A economia brasileira começa 2025 com juros elevadíssimos, que terão impacto sobre o ritmo de crescimento da economia, ao afetar a vida de empresas e consumidores, e sobre as contas públicas, ao elevar os gastos financeiros do setor público. Para evitar que as taxas fiquem nas alturas por muito tempo, segurando a atividade e elevando ainda mais a dívida pública, o governo precisa enfrentar com firmeza a expansão das despesas obrigatórias, algo que o presidente Luiz Inácio Lula da Silva tem se recusado a fazer. O custo da inação na área fiscal tem se traduzido num dólar na casa de R$ 6, em um mundo mais adverso para emergentes, e em juros de longo prazo na casa de 7,5%, descontada a inflação.

O cenário que se desenha para o ano é de desaceleração da economia, com alguma perda de fôlego do mercado de trabalho, inflação ainda próxima de 5% e indicadores fiscais negativos - o déficit nominal, que inclui gastos com juros, pode ficar na casa de 8,5% a 9% do PIB, e a dívida bruta deve continuar em alta. Com uma política fiscal frouxa, um dólar que alimenta os índices de preços e expectativas de inflação distantes da meta de 3%, o Banco Central (BC) promove um choque de juros que deverá levar a Selic a 15% ou mais. Em dezembro, o BC indicou que a taxa, hoje em 12,25% ao ano, vai subir 1 ponto percentual em cada uma das duas próximas reuniões, atingindo 14,25%.

O novo presidente do BC, Gabriel Galípolo, enfrenta uma inflação que resiste a ceder, e pode ficar até mesmo acima dos 4,9% esperados pelo mercado para o IPCA de 2024, cujo número final será conhecido na sexta-feira. O dólar na casa de R$ 6 afeta itens como bens industriais, e um índice cheio perto de 5% no ano passado pressiona o indicador de 2025, por meio da inércia, o fenômeno pelo qual a inflação passada alimenta a futura.

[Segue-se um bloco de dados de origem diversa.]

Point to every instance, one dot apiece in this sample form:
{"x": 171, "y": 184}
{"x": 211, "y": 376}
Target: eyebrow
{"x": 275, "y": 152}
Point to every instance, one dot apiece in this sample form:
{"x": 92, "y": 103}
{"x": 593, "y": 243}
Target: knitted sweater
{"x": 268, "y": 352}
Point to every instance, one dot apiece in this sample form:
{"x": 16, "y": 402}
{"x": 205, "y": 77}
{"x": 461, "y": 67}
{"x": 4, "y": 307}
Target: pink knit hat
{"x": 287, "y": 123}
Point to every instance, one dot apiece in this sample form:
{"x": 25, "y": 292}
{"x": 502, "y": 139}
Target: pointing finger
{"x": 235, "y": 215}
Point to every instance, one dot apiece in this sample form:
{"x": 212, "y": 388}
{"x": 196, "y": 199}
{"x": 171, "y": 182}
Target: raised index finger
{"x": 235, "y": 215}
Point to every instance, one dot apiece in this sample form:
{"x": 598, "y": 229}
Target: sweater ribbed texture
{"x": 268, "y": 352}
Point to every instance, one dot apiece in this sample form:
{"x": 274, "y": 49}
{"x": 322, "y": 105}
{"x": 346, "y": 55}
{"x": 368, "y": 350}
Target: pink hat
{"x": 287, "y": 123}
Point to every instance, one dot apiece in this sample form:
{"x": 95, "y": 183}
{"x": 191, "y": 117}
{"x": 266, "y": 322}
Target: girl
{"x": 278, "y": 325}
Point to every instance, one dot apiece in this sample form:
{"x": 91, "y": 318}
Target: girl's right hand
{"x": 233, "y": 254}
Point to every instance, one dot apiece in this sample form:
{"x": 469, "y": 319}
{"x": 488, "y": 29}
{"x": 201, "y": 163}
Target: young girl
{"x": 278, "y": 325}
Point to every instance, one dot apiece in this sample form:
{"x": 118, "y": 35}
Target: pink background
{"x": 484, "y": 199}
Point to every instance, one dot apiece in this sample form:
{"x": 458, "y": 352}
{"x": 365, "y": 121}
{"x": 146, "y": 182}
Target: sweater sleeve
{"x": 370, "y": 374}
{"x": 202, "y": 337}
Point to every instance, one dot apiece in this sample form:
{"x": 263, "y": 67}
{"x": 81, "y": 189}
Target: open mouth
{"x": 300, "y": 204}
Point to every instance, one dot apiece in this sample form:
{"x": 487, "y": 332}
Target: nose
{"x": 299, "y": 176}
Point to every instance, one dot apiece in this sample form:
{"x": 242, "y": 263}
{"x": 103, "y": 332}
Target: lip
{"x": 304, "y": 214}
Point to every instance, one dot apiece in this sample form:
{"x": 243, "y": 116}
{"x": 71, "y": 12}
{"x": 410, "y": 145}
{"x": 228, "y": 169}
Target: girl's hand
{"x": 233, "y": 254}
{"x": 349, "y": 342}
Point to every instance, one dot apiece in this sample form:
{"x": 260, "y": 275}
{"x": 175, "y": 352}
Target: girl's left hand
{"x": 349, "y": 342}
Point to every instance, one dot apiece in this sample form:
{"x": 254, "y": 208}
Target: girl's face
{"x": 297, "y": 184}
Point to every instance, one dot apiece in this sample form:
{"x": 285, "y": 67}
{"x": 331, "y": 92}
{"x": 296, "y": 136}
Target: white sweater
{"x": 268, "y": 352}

Para que haja uma melhora das perspectivas para a inflação, seria fundamental algum alívio no câmbio. Em dezembro, houve um fluxo elevado de saída de dólares do país, em parte ligado a remessas de lucros e dividendos por empresas multinacionais. Esse fator, porém, explica pouco da atual cotação, na visão de Livio Ribeiro, sócio da BRCG Consultoria e pesquisador associado do Instituto Brasileiro de Economia da Fundação Getulio Vargas (FGV). Para ele, é algo que respondeu por menos de dez centavos do preço do dólar, que está em R$ 6,18.

O cenário externo pior também contribuiu para a alta da moeda americana, diz Ribeiro, citando o fortalecimento do dólar no mercado internacional e o aumento dos juros americanos. A expectativa é que, na presidência, Donald Trump adote iniciativas comerciais e fiscais inflacionárias, o que contribui para a valorização do dólar e para o avanço das taxas dos títulos de longo prazo do Tesouro dos EUA.

Mas a piora da percepção do cenário doméstico, com as dúvidas sobre as contas públicas, é o principal fator para o salto do dólar, avalia Ribeiro. O anúncio desastrado do pacote de contenção de gastos e do projeto de isenção de Imposto de Renda (IR) para quem ganha até R$ 5 mil causou estragos. Para ele, as medidas de ajuste pelo lado das despesas garantem “uma pinguela” até o fim do atual governo, mas sem atacar as questões estruturais. Deverá ser possível cumprir as metas de resultado primário (não inclui gastos com juros) aos trancos e barrancos, o que era o objetivo principal do governo.

A proposta da ampliação da faixa de isenção do IR, porém, aumentou a incerteza. Há dúvidas se será possível compensar totalmente a renúncia fiscal com a alta da taxação de quem ganha acima de R$ 50 mil por mês - há o risco de o Congresso desidratar a medida. Além disso, diz Ribeiro, ela terá impacto sobre o consumo. Mesmo devendo entrar em vigor apenas em 2026, será mais um estímulo à demanda num quadro em que o BC tenta trazer a inflação para a meta.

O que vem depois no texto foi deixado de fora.